Various procedures may be used to simplify the elicitation of local trade-offs. For example, trade-offs may be obtained by asking the DM to make binary pair-wise comparisons, and a golden-section search may be used. This search is conducted along the line \(f_{1}(x^{i}) + \varDelta _{1}^{i}\), and the DM is asked to compare (f ₁(x ⁱ),f _ℓ (x ⁱ)) with \((f_{1}(x^{i}) + \varDelta _{1}^{i}, f_{\ell} (x^{i}) - \varDelta )\) for various values of Δ, until a value \(\varDelta _{\ell}^{i}\) is found such that \((f_{1}(x^{i}) , f_{\ell} (x^{i}))\sim(f_{1}(x^{i}) + \varDelta _{1}^{i}, f_{\ell} (x^{i}) - \varDelta _{\ell}^{i})\), where “∼” means “is indifferent to” (Dyer 1973). A golden section search should reduce the number of required pair-wise comparisons that the DM must make. Note that the pair-wise comparisons are binary, in the sense that only two objectives are allowed to change their values while the remaining m−2 objectives are held fixed; this should simplify the task of making trade-offs.
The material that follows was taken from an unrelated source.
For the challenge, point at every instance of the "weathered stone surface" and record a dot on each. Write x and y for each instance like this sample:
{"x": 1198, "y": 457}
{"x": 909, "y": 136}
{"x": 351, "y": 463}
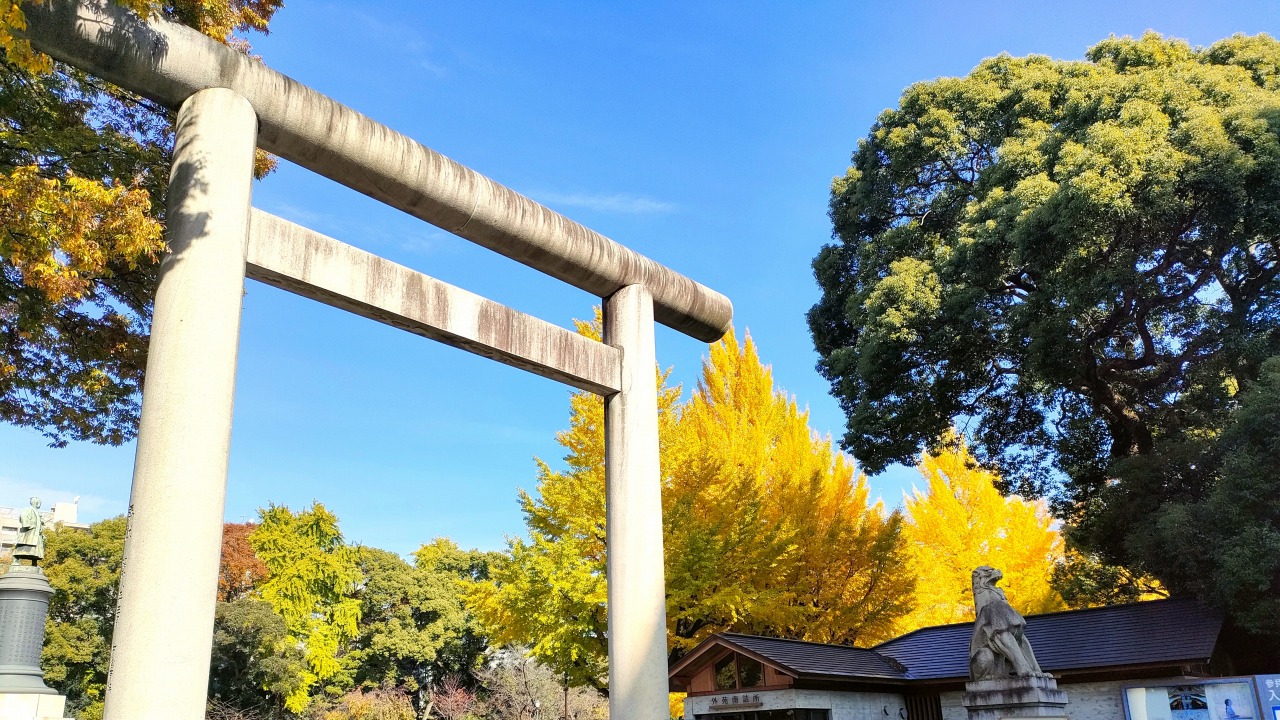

The “willingness-to-pay” technique to rank-order objective vectors

The “willingness-to-pay” technique may be an effective way to rank-order a newly produced objective vector F(x ^k) relative to existing vectors F(x ⁱ), i=1,…,k−1. It has been employed successfully in many multiattribute decision problems: see Keeney and Raiffa (1976) and references therein. Let f _M (x) denote a monetary objective, f ₂(x),…,f _m (x) the remaining objectives, and \((\bar{f}_{2}, \ldots,\bar{f}_{m})\) be a base profile for the m−1 objectives {f ₂,…,f _m }. The base profile \((\bar{f}_{2}, \ldots,\bar{f}_{m})\) is a particular objective vector that the DM feels comfortable comparing/evaluating any other vector \((f_{ 2}^{k}, \ldots,f_{ m}^{k})\) in terms of \((\bar{f}_{2}, \ldots,\bar{f}_{m})\), that is, “pricing-out” \((f_{ 2}^{k}, \ldots,f_{ m}^{k})\) in terms of \((\bar{f}_{2}, \ldots,\bar{f}_{m})\).² The “willingness-to-pay” value Δ ^k is the monetary amount that the DM is just willing to pay to alter \((f_{2}^{k}, \ldots,f_{m}^{k})\) to the base profile \((\bar{f}_{2}, \ldots,\bar{f}_{m})\) (Δ ^k may be positive or negative). Ranking \(F^{k} = (f_{M}^{k},f_{2}^{k}, \ldots,f_{m}^{k})\) relative to existing vectors is then done simply by comparing the “willingness-to-pay” value Δ ^k with the already available values Δ ⁱ associated with the existing objective vectors \(F^{i} = (f_{M}^{i},f_{2}^{i}, \ldots,f_{m}^{i})\), i=1,…,k−1. Again, DMs may find it relatively easy to think in terms of monetary units and “price out” the attributes {f _2,…, f _m } in terms of the monetary attribute f _M . Also, the assessment of the “willingness-to-pay” value Δ ^k may be simplified by doing it in stages, when only one objective f _ℓ is priced out at a time (Keeney and Raiffa 1976). Finally, computer graphics (including color) can significantly enhance the process of making local trade-offs and pair-wise comparisons.